Frequently asked questions
How does counselling work?
The most important element in counselling is trust, you must feel comfortable and have a connection with your therapist in order for therapy to work well. If this is present then typically you, the client, brings whatever is troubling you to the sessions, I will help you to process it and try to make sense of it. I will always strive to provide you with a secure and confidential space in which to explore your issues.
How do the sessions operate?
All sessions outdoor or online are scheduled in advance and will usually happen weekly at the same time. Sessions will last 50 minutes.
How many sessions will I need?
This is a common question, there is however no simple answer. Some clients will only need a few sessions to experience results, others may have deeper issues that require a gentler and longer approach. During our initial session we can decide together on the most appropriate number of sessions.

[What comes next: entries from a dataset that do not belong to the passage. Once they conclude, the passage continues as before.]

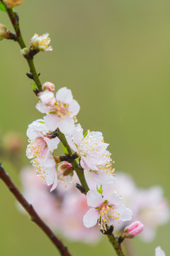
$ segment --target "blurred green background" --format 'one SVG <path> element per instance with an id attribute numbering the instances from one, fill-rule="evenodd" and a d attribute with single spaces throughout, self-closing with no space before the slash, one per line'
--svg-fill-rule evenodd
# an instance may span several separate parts
<path id="1" fill-rule="evenodd" d="M 35 58 L 42 82 L 67 86 L 81 105 L 84 129 L 103 132 L 115 169 L 132 174 L 144 188 L 159 184 L 169 195 L 169 0 L 25 0 L 16 8 L 27 45 L 34 33 L 48 32 L 54 48 Z M 12 30 L 6 14 L 0 22 Z M 16 43 L 1 41 L 1 136 L 24 136 L 28 124 L 42 117 L 26 75 L 27 63 Z M 23 154 L 23 162 L 29 161 Z M 3 159 L 2 159 L 3 160 Z M 18 174 L 3 165 L 21 187 Z M 28 218 L 18 212 L 13 196 L 0 182 L 0 255 L 59 255 Z M 132 240 L 137 255 L 154 255 L 161 245 L 170 251 L 170 225 L 157 239 Z M 107 238 L 96 246 L 64 239 L 73 255 L 114 255 Z"/>

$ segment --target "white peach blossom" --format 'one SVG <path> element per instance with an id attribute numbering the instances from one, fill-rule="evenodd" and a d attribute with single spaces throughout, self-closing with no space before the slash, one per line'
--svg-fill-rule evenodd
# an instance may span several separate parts
<path id="1" fill-rule="evenodd" d="M 40 100 L 36 108 L 47 114 L 45 124 L 49 131 L 59 128 L 64 134 L 72 133 L 74 128 L 74 117 L 80 108 L 79 103 L 73 99 L 72 91 L 62 87 L 57 92 L 55 97 L 52 92 L 42 92 Z"/>
<path id="2" fill-rule="evenodd" d="M 49 33 L 45 33 L 42 36 L 35 33 L 30 38 L 30 48 L 42 51 L 52 50 L 52 47 L 50 46 L 50 42 L 51 39 L 49 37 Z"/>
<path id="3" fill-rule="evenodd" d="M 28 125 L 27 136 L 30 142 L 26 149 L 28 159 L 38 159 L 40 163 L 47 164 L 47 156 L 57 148 L 60 139 L 56 137 L 49 139 L 46 134 L 47 129 L 43 119 L 33 121 Z"/>

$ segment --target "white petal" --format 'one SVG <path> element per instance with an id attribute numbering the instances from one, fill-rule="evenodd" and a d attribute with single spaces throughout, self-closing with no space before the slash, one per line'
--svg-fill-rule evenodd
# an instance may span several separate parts
<path id="1" fill-rule="evenodd" d="M 41 113 L 45 113 L 47 114 L 49 111 L 50 110 L 51 107 L 50 106 L 46 106 L 42 102 L 39 102 L 35 105 L 36 109 L 40 111 Z"/>
<path id="2" fill-rule="evenodd" d="M 58 128 L 60 120 L 57 115 L 55 114 L 50 114 L 45 117 L 45 124 L 48 129 L 48 132 L 54 132 Z"/>
<path id="3" fill-rule="evenodd" d="M 52 192 L 54 189 L 55 189 L 57 186 L 57 173 L 55 171 L 55 181 L 54 181 L 53 185 L 52 185 L 52 188 L 50 189 L 50 192 Z"/>
<path id="4" fill-rule="evenodd" d="M 94 208 L 91 208 L 85 214 L 83 218 L 84 225 L 86 228 L 91 228 L 95 225 L 98 218 L 98 213 Z"/>
<path id="5" fill-rule="evenodd" d="M 74 128 L 74 122 L 69 117 L 60 119 L 59 129 L 64 134 L 71 134 Z"/>
<path id="6" fill-rule="evenodd" d="M 74 142 L 79 145 L 84 138 L 83 129 L 80 124 L 75 125 L 74 129 L 72 134 L 72 138 Z"/>
<path id="7" fill-rule="evenodd" d="M 64 103 L 69 103 L 73 99 L 71 90 L 66 87 L 59 89 L 56 93 L 56 99 Z"/>
<path id="8" fill-rule="evenodd" d="M 79 112 L 80 106 L 76 100 L 72 100 L 69 103 L 68 110 L 71 112 L 70 117 L 75 117 Z"/>
<path id="9" fill-rule="evenodd" d="M 120 220 L 123 221 L 132 220 L 132 212 L 130 209 L 128 208 L 125 205 L 122 204 L 120 206 L 116 207 L 115 209 L 120 214 Z"/>
<path id="10" fill-rule="evenodd" d="M 160 246 L 155 249 L 155 256 L 165 256 L 164 252 L 162 250 Z"/>
<path id="11" fill-rule="evenodd" d="M 44 122 L 44 119 L 39 119 L 28 124 L 27 137 L 30 139 L 35 139 L 38 137 L 41 137 L 41 132 L 46 132 L 45 124 L 42 122 Z"/>
<path id="12" fill-rule="evenodd" d="M 44 140 L 46 142 L 47 146 L 51 152 L 57 149 L 58 144 L 60 143 L 59 138 L 49 139 L 46 137 L 44 137 Z"/>
<path id="13" fill-rule="evenodd" d="M 88 206 L 92 207 L 97 207 L 103 202 L 101 195 L 94 190 L 87 192 L 86 199 Z"/>

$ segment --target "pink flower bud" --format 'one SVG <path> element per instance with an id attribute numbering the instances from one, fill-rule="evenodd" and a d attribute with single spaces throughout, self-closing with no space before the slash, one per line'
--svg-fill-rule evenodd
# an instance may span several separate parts
<path id="1" fill-rule="evenodd" d="M 6 38 L 7 33 L 7 28 L 5 25 L 0 23 L 0 41 Z"/>
<path id="2" fill-rule="evenodd" d="M 55 85 L 50 82 L 45 82 L 42 85 L 42 90 L 48 90 L 50 92 L 55 91 Z"/>
<path id="3" fill-rule="evenodd" d="M 144 225 L 140 221 L 132 223 L 124 229 L 124 236 L 126 238 L 132 238 L 139 235 L 143 228 Z"/>
<path id="4" fill-rule="evenodd" d="M 23 0 L 3 0 L 7 8 L 11 9 L 23 4 Z"/>

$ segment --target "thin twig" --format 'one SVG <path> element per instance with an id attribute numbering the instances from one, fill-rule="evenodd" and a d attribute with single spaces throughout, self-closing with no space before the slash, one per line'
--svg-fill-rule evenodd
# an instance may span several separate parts
<path id="1" fill-rule="evenodd" d="M 4 168 L 0 164 L 0 178 L 5 183 L 10 191 L 13 194 L 17 201 L 21 204 L 24 209 L 27 211 L 31 218 L 31 220 L 34 221 L 43 232 L 50 239 L 52 242 L 57 247 L 61 255 L 72 256 L 66 246 L 63 245 L 62 241 L 57 238 L 50 228 L 41 220 L 38 213 L 34 210 L 33 206 L 28 203 L 23 195 L 19 192 L 18 189 L 13 184 L 9 176 L 5 172 Z"/>

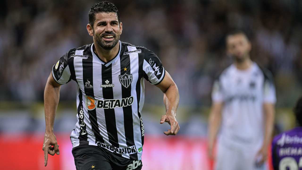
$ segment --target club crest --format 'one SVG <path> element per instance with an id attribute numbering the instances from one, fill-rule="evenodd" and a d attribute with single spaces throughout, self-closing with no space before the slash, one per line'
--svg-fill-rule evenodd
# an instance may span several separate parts
<path id="1" fill-rule="evenodd" d="M 122 85 L 128 88 L 132 82 L 132 74 L 129 75 L 125 73 L 124 75 L 119 75 L 120 82 Z"/>

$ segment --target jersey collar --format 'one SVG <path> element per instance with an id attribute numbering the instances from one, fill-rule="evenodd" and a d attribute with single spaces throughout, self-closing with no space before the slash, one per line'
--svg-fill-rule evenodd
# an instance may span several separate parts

What if I need to cancel a session?
I would encourage you to attend all weekly sessions as regularity helps the counselling process. However should you need to cancel I would request 24 hours notice. There is a charge for missed sessions if this notice is not given.
FAQ"S for Outdoor Therapy -
Before going outside we will undertake an online session so you are fully comfortable with with exactly what is involved.
Do I need to be fit?
No this is not a fitness exercise, all walks will be gentle or may involve sitting outside.
What if it rains?
The weather in Ireland is very unreliable, it can be pleasant to walk in gentle rain with the right type of clothing. In fact sometimes bad or dull weather can be a nice mirror of our mood. However we always have to option to move to an online session if the weather is too bad.
What if someone sees me?
There are several locations that I use for outdoor therapy, before we begin we will discuss a location where you would be most comfortable. That may mean a drive to a location that is not on your doorstep. If people see us, we will look like two people out for a walk and a chat, however we will discuss in advance what to do/say if we happen to bump into someone you know.
Feelings of anxiety can be very common with many people complaining of constant bouts of intense worry or fear about health, family, work, school etc. In some cases this can cause physical symptoms such as headaches and Irritable Bowel Syndrome (IBS).
Anxiety can develop as a result of genetic predisposition, our upbringing and our life experience. Often the person experiencing anxiety can have a deep need to control their life and environment in order to feel safe and secure. Of course life is not predictable and we can't control what happens to us so the need for certainty can be exhausting.
The ideal way to tackle anxiety is through a combination of lifestyle changes or improvements in exercise, nutrition etc. and through the use of cognitive behavioural therapy. Changing the way we view situations and changing the demands we place on ourselves can have a powerful impact.
If you would like to explore further how to manage anxious feelings please get in touch.
Many people suffer from panic attacks which can entail sudden onset of sweating, heart palpitations, dry mouth, weakness, shaking, hyperventilating and stomach pains. Often there is no obvious trigger, they can last up to an hour and be extremely distressing for the sufferer. The dread of the next panic can be almost as distressing as the panic attacks themselves.
However, while panic attacks are extremely distressing and upsetting they are not life threatening or dangerous. There are techniques for dealing with panic attacks, it is possible through education to learn how to manage, reduce and eliminate panic attacks.
Flooding is a technique that can be used to treat panic attack. It involves educating ourselves on the physical aspect of panic attacks and allowing ourselves to simply experience the symptoms without trying to stop them or engaging in any activity that might prolong the attack.
I can help you to learn about panic, panic attack and techniques to deal with and overcome panic attacks.
Do you ever compare yourself to others and wonder why you are so average. Why haven't you excelled? Have you felt like you have failed? Do you feel like you are alone in this experience? In fact, this suffering is what we all have in common, the shared human experience is of messy and imperfect lives. Society places great emphasis on self esteem but often it can be more useful to focus on self compassion. Self esteem tends to desert us, when we need it most, i.e. when we are feeling sad or rejected.
Self compassion is not about judging ourselves positively, it’s a way of relating to ourselves kindly. Its about accepting the basic human fact that we are flawed. We are not perfect, there is no such thing. Striving to achieve perfection or exceptionalism means we must view ourselves as better than other people and sets us up for frustration and disappointment.
Practicing self compassion involves treating ourselves with kindness in the way we would treat a good friend, with patience and empathy.We often treat ourselves extremely harshly, worse than we would ever treat anyone else, we can be our own worst enemy.
We need to accept the fact that we are suffering in order to give ourselves compassion. Sometimes we don’t ever realise how much damage the harsh self critisim we give ourselves everyday is causing, how much it is hurting us. Often we believe that if we are too kind to ourselves we will become self indulgent and lazy, the opposite has been shown to be true. Self critism causes high level of stress in our bodies. By tapping into our care giving systems of warmth, gentle touch and compassion we release the feel good hormones. A feeling of safety and connectedness to others can result from practising self compassion.